Yet because the ramifications of this despair are portrayed through the demolition of a major metropolitan area, rather than less crowd-pleasing alternatives like murdering a hooker or suicide, we’re able to get our jollies while still learning a very digestible tale of woe. Hathaway’s destruction of the city is payback for her own rejection by urban society, but such impersonal stakes remove the gut-wrenching implications of her isolation. Instead, Hathaway’s friends get to crack wise about her predicament as it plays out larger than life on TV, and the audience gets to join in with them. What could easily have come off as tacky and irreverent manages to be rather empowering. Imagine LEAVING LAS VEGAS, but if Del Toro directed it and Nic Cage wasted the city instead of himself.
Finally, an excuse to use this image
Also like LEAVING LAS VEGAS, COLOSSAL is driven primarily by its two powerful leads. It’s refreshing to see Hathaway in a lead role that doesn’t involve getting rescued by the hero in a Christopher Nolan film. She unsurprisingly kills it, but what is shocking is how Sudeikis steals the show from her. This is easily the best performance the SNL alum has given us on the big screen, and maybe even in his entire career. It’s vital that both actors are at the top of their game, because their synergy is the only thing holding COLOSSAL together during a second act slump. It definitely doesn’t help that their relationship is stretched out over a Godzilla-sized 110 minute runtime, either, another side effect from the film’s grandiose trappings.

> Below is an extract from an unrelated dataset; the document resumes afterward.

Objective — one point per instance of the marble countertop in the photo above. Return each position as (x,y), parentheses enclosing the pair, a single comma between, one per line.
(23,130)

Aside from dragging in the middle, the script also takes its fair share of liberties. Am I really supposed to believe that Hathaway would be able to forget about a giant monster attacking Seoul 20 years ago? There’s a lot that I’ve blocked out about my middle school years, but that seems like one thing that would stick. Also worth noting, despite supposedly possessing a nervous tic that she shares with the monster, which is how she establishes their connection in the first place, its existence is oddly trivial: a wholly unnecessary character trait that could have been capitalized on with more nuance. COLOSSAL isn’t a movie that relies on logic or necessitates explanation (even if it does shoehorn in a pointless, nay, problematic origin story for Hathaway’s ability), but the lunacy of the situation shouldn’t excuse bad storytelling. All of these issues exist for the sole purpose of following the established tropes of superhero and monster movies, but COLOSSAL only fits into either of these camps on the most superficial levels.
Cool tattoo, Anne
COLOSSAL is a film full of anomalies and juxtapositions, enough to the point that it probably shouldn’t work, but its saving grace is how willfully absurd it is. Though never meta or self-referential enough to be considered parody, COLOSSAL is nevertheless a fun, monster-sized spin on the indie film, giving us kaiju anti-battles and two rebranding performances from its key players. Does it have an identity crisis? Sure. There are times where NEON’s debut feature doesn’t know which part of Hollywood to call home, but solid performances and the one-of-a-kind concept make for a memorable time despite this. COLOSSAL may not be a classic, but it certainly is a curiosity that is worth your attention.